Participants: Ede Raadik, Mari Bastashevski, Zach Blas

 

How is digital connectivity fostering and evolving the representation of the gender-fluid constituencies online, including the queer and trans community’s range of creative, social, and political self-expression? In this conversation, we also turn to queer and feminist art practices as aesthetic interventions that powerfully impact the practices, discourses, and futures of science and technology, pedagogies, and economics. 

 

Ede Raadik’s artwork can be characterized by her intellectual, poetic yet emphatically dry approach.

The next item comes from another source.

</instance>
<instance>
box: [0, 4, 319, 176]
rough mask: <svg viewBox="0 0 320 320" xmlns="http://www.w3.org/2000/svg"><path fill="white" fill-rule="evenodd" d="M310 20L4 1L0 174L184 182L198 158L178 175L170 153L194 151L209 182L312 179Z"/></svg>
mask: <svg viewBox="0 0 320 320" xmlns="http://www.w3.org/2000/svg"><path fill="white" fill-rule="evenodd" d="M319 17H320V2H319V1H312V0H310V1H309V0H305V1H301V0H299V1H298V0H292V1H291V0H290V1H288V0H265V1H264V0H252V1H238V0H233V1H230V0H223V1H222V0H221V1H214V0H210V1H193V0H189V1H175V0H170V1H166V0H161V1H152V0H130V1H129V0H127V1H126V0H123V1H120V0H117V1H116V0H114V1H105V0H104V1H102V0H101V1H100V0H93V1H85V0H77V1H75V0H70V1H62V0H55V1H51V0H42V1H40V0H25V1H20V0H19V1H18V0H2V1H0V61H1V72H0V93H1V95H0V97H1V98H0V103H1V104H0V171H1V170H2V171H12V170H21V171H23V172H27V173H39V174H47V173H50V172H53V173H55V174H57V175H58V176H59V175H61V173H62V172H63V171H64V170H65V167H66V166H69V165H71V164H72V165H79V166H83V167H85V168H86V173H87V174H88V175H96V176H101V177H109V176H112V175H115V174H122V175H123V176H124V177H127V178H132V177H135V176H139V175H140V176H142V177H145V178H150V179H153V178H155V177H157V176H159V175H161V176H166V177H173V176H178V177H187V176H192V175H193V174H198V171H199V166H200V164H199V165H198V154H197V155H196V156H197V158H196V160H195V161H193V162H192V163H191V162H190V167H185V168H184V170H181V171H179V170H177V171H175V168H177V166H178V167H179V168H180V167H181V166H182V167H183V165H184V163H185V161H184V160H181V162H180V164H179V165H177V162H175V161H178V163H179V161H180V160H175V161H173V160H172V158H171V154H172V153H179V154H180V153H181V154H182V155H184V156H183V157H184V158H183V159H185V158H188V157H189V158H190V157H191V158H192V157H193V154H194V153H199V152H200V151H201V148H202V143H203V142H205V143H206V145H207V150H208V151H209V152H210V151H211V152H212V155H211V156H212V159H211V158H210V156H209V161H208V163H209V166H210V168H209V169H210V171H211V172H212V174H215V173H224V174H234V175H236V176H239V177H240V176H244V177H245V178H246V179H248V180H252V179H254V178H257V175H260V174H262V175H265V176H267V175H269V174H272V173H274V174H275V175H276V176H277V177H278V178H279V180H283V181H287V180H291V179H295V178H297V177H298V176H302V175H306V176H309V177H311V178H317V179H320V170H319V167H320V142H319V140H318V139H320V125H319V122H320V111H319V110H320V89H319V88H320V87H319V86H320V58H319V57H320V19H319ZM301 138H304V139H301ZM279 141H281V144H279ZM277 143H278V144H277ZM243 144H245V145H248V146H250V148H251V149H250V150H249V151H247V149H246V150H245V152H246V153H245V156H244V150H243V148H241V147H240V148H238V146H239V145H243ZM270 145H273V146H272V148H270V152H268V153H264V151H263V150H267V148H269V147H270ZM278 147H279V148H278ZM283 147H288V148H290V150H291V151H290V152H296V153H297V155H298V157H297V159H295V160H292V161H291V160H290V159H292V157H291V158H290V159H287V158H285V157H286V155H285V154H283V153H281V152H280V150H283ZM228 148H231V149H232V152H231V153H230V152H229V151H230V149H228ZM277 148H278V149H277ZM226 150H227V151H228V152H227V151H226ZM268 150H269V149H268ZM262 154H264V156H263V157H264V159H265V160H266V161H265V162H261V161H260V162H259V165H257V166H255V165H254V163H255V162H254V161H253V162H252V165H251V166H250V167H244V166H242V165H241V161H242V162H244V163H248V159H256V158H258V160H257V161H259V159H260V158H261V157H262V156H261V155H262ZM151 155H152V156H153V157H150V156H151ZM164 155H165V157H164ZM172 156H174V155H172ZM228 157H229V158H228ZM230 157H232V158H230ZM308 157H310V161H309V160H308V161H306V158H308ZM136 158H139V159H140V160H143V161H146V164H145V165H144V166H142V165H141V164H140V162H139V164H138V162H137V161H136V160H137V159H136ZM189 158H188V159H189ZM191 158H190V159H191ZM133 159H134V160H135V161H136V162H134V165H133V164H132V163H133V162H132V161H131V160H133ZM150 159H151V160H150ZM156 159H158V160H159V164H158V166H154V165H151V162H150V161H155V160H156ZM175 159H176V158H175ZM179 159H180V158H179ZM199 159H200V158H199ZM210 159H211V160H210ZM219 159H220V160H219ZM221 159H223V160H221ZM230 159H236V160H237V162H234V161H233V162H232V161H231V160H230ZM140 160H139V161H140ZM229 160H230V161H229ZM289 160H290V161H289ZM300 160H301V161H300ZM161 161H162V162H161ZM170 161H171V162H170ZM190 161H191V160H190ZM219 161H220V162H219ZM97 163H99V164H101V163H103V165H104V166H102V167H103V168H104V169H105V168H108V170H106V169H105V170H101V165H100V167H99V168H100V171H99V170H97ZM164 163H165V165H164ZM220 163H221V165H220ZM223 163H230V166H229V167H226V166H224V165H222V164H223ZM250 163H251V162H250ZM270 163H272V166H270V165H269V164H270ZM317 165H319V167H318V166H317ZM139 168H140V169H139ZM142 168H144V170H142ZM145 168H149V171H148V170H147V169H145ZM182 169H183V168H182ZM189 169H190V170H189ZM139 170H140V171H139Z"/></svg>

The artist works in series; her work often depicts schemes and charts where the artist presents statistics about systems that always include unknown, thus referring to the absurdity and the possibility to distrust the presented subject. 

 

Mari Bastashevski is an artist, writer, and researcher. Her works – usually a result of extensive online and field investigations – integrate manifestations of information, photographs, and texts to explore the role of visual presentation in creating and sustaining state-corporate power. 

 

Zach Blas is an artist, filmmaker, and writer whose practice spans technical investigation, theoretical research, conceptualism, performance, and science fiction. He is a Lecturer in the Department of Visual Cultures at Goldsmiths, University of London.